El hecho que Pedro Sánchez ocupe la presidencia rotatoria de la Unión Europea durante el segundo semestre del año próximo, a buen seguro que consolidará este compromiso, que ya hace años que se arrastra. No es hora todavía de lanzar las campanas al vuelo, pero parece que esta vez va en serio y que los eurodiputados catalanes, si quieren, podrán expresarse en esta lengua en el hemiciclo de la Eurocámara.

Es obvio que este avance histórico en Bruselas choca con la patética situación de las lenguas cooficiales en las instituciones españolas, donde su uso genera todavía una incomprensible animadversión en determinados estamentos. Haría falta, de entrada, que el catalán, el valenciano, el euskera y el gallego pudieran emplearse con normalidad en el Senado, que está destinado a convertirse, por decantación histórica, en la Cámara de representación territorial. Todo llega.

Yo paso, por razones personales, largas estancias en Francia y soy usuario de su magnífica red ferroviaria. En un país considerado tan centralista, me sorprende gratamente que los trenes regionales luzcan los signos identificativos de cada territorio. Es como si los trenes de Cercanías y regionales de Renfe en Cataluña llevaran unas enormes señeras cuatribarradas en la decoración exterior de los vagones.

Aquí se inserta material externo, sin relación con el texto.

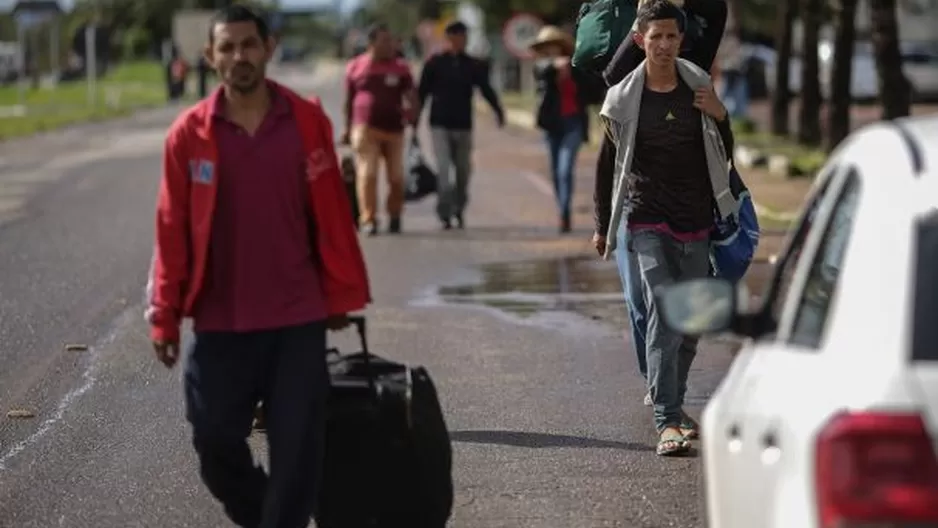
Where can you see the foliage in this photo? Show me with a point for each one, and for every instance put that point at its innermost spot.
(136, 43)
(128, 87)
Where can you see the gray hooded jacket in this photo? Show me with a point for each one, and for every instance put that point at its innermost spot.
(620, 115)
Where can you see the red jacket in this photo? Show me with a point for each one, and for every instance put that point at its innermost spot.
(186, 205)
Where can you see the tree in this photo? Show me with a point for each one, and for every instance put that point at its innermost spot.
(781, 96)
(841, 97)
(894, 89)
(809, 122)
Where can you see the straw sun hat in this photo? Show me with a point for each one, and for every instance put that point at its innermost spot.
(553, 35)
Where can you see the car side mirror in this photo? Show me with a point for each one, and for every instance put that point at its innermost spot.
(699, 306)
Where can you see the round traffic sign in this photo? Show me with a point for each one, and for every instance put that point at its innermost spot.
(519, 32)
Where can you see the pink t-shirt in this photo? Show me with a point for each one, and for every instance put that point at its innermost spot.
(377, 91)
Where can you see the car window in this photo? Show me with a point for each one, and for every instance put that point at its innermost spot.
(924, 329)
(789, 261)
(821, 284)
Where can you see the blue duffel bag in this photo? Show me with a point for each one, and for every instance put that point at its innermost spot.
(733, 241)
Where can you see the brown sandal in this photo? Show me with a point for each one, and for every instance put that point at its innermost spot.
(671, 442)
(689, 427)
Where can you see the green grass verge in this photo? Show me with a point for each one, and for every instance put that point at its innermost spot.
(127, 87)
(805, 161)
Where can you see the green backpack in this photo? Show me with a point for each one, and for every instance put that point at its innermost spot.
(600, 27)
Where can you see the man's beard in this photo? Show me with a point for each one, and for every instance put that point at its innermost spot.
(246, 88)
(249, 70)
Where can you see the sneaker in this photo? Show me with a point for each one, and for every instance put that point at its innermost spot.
(565, 224)
(370, 228)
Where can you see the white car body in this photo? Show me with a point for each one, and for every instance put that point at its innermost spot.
(842, 343)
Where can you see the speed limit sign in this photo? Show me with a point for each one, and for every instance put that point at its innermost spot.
(519, 32)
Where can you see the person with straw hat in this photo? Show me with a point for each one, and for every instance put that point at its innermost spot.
(560, 112)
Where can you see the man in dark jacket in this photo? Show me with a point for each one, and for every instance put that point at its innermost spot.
(449, 78)
(701, 50)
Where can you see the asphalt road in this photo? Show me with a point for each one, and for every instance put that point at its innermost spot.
(544, 408)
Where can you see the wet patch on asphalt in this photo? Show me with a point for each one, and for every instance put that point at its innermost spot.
(575, 294)
(535, 290)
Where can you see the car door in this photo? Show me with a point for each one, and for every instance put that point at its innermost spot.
(742, 443)
(792, 395)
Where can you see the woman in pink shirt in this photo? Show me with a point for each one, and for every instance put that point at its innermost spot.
(561, 112)
(380, 102)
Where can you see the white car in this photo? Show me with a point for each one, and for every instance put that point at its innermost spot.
(828, 417)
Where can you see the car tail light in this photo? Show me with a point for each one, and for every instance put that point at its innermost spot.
(876, 469)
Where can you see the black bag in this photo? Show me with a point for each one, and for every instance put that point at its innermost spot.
(388, 460)
(348, 177)
(421, 180)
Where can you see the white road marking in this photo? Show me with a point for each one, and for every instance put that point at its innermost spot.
(88, 380)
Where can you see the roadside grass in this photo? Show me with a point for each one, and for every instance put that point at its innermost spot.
(128, 87)
(805, 161)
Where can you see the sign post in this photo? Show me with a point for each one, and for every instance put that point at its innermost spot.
(91, 64)
(519, 32)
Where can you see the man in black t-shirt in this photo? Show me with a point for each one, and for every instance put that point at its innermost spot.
(669, 173)
(711, 16)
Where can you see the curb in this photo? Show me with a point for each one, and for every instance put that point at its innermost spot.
(525, 119)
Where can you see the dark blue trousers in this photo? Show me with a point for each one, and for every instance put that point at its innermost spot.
(226, 375)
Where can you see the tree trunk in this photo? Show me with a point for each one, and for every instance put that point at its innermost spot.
(809, 119)
(838, 118)
(894, 89)
(781, 97)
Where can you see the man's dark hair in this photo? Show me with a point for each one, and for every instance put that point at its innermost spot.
(375, 30)
(238, 13)
(659, 10)
(456, 28)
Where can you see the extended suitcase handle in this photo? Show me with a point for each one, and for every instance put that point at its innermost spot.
(359, 322)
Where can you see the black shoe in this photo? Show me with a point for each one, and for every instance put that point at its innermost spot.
(370, 228)
(565, 226)
(260, 419)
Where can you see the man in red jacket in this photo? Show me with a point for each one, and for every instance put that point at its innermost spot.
(254, 244)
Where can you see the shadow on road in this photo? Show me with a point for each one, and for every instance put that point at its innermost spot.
(540, 440)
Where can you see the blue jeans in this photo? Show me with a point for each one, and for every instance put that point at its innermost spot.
(663, 260)
(632, 287)
(564, 145)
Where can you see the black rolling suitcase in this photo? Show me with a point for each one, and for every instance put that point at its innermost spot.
(388, 457)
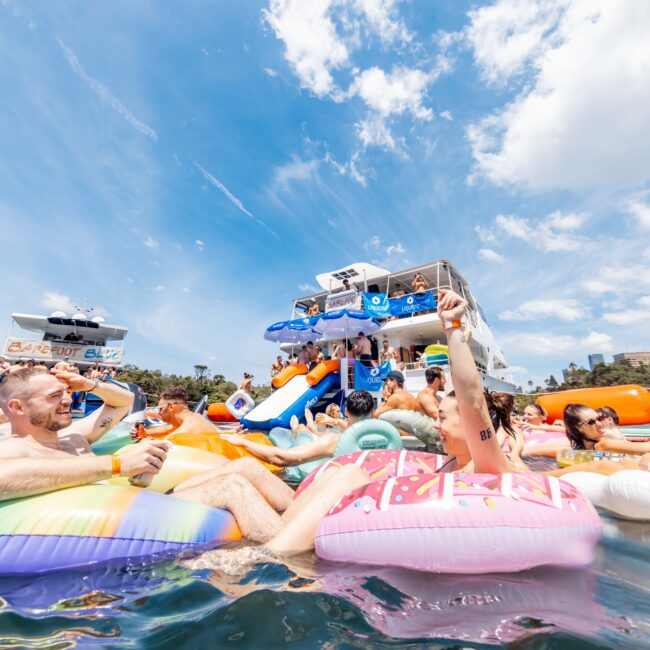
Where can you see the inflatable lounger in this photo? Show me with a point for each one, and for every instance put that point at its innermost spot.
(417, 424)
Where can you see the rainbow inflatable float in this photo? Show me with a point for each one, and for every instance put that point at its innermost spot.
(98, 524)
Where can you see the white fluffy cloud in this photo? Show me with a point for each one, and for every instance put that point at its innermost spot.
(641, 211)
(581, 118)
(620, 279)
(564, 309)
(402, 90)
(631, 316)
(552, 234)
(313, 47)
(489, 255)
(557, 346)
(321, 38)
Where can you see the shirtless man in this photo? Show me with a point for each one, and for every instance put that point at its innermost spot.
(175, 413)
(277, 366)
(427, 398)
(339, 350)
(397, 398)
(358, 406)
(47, 451)
(247, 383)
(387, 353)
(363, 350)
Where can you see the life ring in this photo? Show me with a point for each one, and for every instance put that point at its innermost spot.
(625, 494)
(382, 464)
(240, 403)
(368, 434)
(417, 424)
(568, 457)
(462, 523)
(97, 524)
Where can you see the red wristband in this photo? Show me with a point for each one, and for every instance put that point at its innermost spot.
(116, 465)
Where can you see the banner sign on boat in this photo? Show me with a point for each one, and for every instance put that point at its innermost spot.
(370, 379)
(411, 303)
(376, 304)
(343, 300)
(60, 350)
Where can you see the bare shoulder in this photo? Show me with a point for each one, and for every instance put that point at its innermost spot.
(15, 448)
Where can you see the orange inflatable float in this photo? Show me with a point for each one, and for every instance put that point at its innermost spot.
(288, 373)
(321, 370)
(631, 402)
(214, 443)
(218, 412)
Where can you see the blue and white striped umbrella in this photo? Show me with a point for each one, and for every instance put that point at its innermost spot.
(344, 323)
(296, 331)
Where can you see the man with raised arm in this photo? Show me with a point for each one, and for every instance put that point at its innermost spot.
(175, 413)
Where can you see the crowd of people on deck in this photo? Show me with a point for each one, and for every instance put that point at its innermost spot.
(46, 450)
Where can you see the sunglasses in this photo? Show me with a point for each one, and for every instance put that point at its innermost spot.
(592, 421)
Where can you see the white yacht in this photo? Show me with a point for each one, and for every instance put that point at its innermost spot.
(79, 339)
(410, 335)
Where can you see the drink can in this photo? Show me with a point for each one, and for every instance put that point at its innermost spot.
(144, 480)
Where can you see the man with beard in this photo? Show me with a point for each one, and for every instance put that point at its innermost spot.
(46, 451)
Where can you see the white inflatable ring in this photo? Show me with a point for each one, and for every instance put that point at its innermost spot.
(239, 404)
(627, 494)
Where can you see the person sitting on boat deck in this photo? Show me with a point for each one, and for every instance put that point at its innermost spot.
(313, 309)
(319, 357)
(387, 353)
(398, 291)
(277, 366)
(339, 350)
(428, 398)
(247, 383)
(174, 411)
(395, 395)
(303, 356)
(359, 406)
(420, 284)
(46, 451)
(363, 350)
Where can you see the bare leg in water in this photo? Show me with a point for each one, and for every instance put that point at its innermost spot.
(304, 515)
(257, 520)
(277, 493)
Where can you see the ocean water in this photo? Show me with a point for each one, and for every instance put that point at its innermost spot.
(215, 601)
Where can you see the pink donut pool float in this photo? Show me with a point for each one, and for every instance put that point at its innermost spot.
(461, 523)
(382, 464)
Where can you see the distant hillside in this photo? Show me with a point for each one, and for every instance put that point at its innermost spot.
(154, 382)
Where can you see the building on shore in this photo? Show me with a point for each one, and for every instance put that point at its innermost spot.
(635, 358)
(595, 359)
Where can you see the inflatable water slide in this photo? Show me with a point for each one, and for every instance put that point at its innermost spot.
(295, 390)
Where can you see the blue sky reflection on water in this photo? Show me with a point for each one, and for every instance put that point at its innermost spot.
(189, 168)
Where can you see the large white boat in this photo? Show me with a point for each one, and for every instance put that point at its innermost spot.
(409, 323)
(79, 339)
(410, 335)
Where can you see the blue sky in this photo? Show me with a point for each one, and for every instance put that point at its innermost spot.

Esto es así porque, gracias a las leyes de descentralización francesas, las competencias del transporte de proximidad han sido transferidas a los Consejos Regionales. Estas instituciones, con mucho menos poder que la Generalitat, son las que regulan los trayectos y las frecuencias de los trenes. Para implementarlo, han firmado un acuerdo de colaboración con la SNCF –la Renfe francesa-, que pone los convoyes y el personal.

Desgraciadamente, en Cataluña, el servicio ferroviario también se ha convertido en una trinchera entre el Gobierno central (Adif y Renfe) y la Generalitat (FGC), de la que solo salimos perjudicados los usuarios. ¿Tan difícil sería implementar aquí el modelo francés? De hecho, ya existe sobre el papel, pero la rivalidad entre las administraciones y los políticos que las representan se ha convertido en endémica.

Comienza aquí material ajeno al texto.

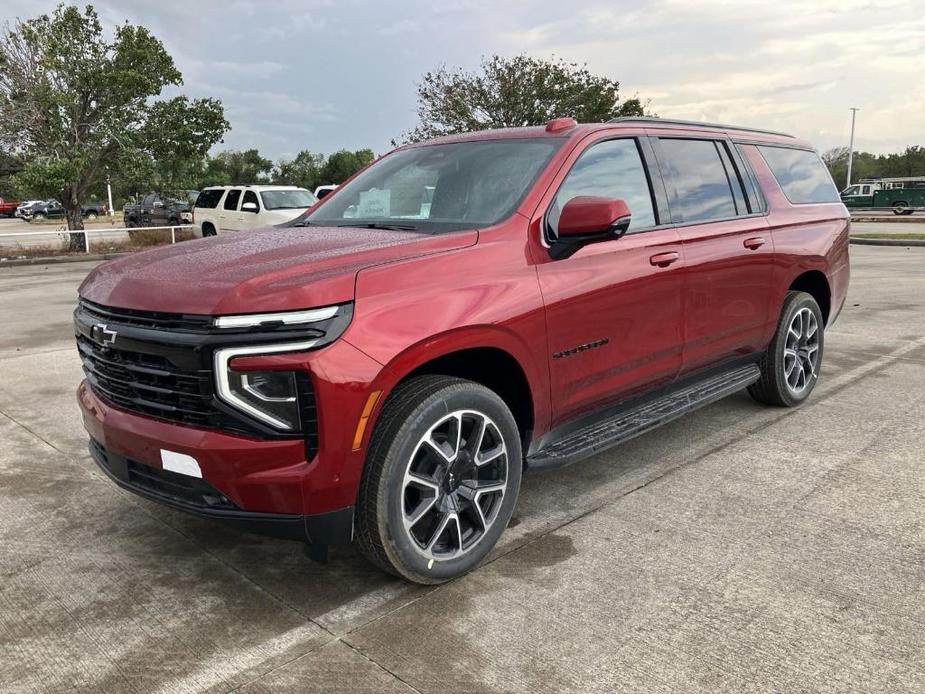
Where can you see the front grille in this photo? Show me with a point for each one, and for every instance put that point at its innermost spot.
(165, 484)
(160, 365)
(157, 320)
(149, 384)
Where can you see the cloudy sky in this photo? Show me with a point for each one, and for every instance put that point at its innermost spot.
(327, 74)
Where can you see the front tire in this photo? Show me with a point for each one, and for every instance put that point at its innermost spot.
(441, 479)
(790, 365)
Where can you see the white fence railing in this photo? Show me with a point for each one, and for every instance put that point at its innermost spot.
(101, 233)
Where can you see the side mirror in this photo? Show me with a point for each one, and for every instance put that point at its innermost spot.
(588, 219)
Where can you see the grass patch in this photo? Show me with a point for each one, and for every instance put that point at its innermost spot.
(139, 240)
(889, 235)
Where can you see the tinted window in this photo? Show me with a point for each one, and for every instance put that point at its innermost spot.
(250, 196)
(441, 187)
(231, 202)
(801, 174)
(702, 189)
(209, 198)
(610, 169)
(288, 199)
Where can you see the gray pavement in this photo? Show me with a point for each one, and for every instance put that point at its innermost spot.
(739, 549)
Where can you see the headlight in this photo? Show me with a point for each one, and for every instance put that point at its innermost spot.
(269, 396)
(272, 395)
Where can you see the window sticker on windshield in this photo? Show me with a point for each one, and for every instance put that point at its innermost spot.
(375, 202)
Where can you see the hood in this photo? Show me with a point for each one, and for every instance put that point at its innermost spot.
(272, 269)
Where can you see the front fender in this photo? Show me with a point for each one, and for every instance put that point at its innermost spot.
(460, 339)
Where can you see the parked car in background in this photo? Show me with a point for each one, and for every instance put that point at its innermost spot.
(24, 209)
(323, 191)
(384, 368)
(156, 209)
(8, 207)
(220, 209)
(901, 195)
(52, 209)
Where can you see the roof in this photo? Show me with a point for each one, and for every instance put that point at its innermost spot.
(651, 120)
(258, 188)
(579, 130)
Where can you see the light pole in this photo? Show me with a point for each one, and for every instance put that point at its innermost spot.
(854, 112)
(112, 212)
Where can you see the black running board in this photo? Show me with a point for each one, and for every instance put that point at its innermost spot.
(624, 423)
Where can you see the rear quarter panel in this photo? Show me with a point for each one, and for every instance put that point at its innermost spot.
(806, 237)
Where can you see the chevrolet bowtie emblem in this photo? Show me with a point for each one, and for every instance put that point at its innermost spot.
(102, 335)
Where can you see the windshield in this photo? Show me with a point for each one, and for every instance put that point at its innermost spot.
(287, 199)
(437, 188)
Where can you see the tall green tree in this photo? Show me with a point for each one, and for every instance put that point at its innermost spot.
(235, 167)
(304, 170)
(513, 92)
(909, 162)
(343, 164)
(74, 102)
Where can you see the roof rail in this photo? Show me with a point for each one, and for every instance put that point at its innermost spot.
(670, 121)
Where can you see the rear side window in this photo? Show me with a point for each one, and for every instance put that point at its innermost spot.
(609, 169)
(231, 201)
(801, 174)
(250, 196)
(702, 188)
(209, 198)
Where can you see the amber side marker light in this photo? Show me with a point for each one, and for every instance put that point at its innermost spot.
(364, 418)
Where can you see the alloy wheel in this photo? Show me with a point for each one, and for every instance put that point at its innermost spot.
(454, 484)
(801, 351)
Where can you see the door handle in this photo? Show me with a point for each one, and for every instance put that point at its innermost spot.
(664, 259)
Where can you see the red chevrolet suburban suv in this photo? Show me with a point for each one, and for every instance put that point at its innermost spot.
(383, 368)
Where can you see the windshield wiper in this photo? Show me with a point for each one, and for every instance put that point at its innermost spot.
(382, 225)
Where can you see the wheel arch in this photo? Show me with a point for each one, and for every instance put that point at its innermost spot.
(489, 357)
(816, 284)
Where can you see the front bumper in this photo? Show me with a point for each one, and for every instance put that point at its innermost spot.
(195, 496)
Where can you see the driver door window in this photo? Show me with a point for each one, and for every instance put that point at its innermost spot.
(609, 169)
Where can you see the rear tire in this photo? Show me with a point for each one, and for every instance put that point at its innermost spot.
(790, 365)
(441, 479)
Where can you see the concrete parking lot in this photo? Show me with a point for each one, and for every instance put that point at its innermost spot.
(739, 549)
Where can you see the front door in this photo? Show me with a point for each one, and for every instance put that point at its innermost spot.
(228, 219)
(728, 250)
(613, 309)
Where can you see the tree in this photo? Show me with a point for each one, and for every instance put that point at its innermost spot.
(910, 162)
(512, 92)
(74, 103)
(303, 171)
(343, 164)
(233, 167)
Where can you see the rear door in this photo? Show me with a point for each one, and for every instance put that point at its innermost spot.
(728, 248)
(228, 215)
(613, 309)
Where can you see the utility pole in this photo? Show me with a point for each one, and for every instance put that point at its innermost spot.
(854, 112)
(112, 212)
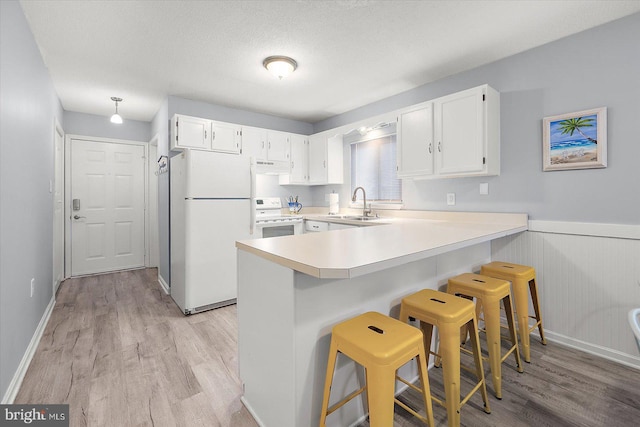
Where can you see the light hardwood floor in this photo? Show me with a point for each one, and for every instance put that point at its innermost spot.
(120, 353)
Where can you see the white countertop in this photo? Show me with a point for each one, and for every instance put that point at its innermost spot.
(395, 241)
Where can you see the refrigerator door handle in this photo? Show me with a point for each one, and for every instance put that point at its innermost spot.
(252, 213)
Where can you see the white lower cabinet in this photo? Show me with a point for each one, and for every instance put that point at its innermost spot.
(311, 226)
(460, 138)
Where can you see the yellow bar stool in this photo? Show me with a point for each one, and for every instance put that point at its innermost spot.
(448, 313)
(520, 276)
(382, 345)
(488, 293)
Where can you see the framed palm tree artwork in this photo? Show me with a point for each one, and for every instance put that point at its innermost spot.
(575, 140)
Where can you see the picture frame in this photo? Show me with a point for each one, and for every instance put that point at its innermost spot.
(575, 140)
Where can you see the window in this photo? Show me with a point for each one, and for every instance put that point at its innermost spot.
(373, 167)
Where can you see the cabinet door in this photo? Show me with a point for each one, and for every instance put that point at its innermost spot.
(317, 160)
(325, 160)
(459, 130)
(254, 142)
(190, 132)
(225, 137)
(299, 159)
(415, 142)
(277, 146)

Resulta perverso y profundamente enfermizo que los políticos nacionalistas se alegren cuando hay una avería en Cercanías. Y viceversa, que los políticos de partidos de ámbito español se alegren cuando FGC tiene problemas (un accidente, un desprendimiento en las vías…).

La guerra de los trenes es otro ejemplo de la absurdidad permanente en la cual estamos instalados en Cataluña y que solo tiene una solución práctica: la mesa de diálogo que, contra todas las adversidades y a pesar del escepticismo de JxCat, mantienen de pie los presidentes Pedro Sánchez i Pere Aragonès.

El restablecimiento de la confianza mutua entre el Gobierno español y la Generalitat nos beneficia a todos los catalanes. Esta es la única certeza que tenemos. Queda todavía mucho trabajo por hacer y animo a los interlocutores a perseverar y a profundizar en la concreción de acuerdos.

Durante muchos años, el nacionalismo catalán reclamó con insistencia un instrumento de relación bilateral con el Gobierno español que reconociera nuestra especificidad. Ya lo tenemos. ¡Aprovechémoslo! Es de miopes no hacerlo.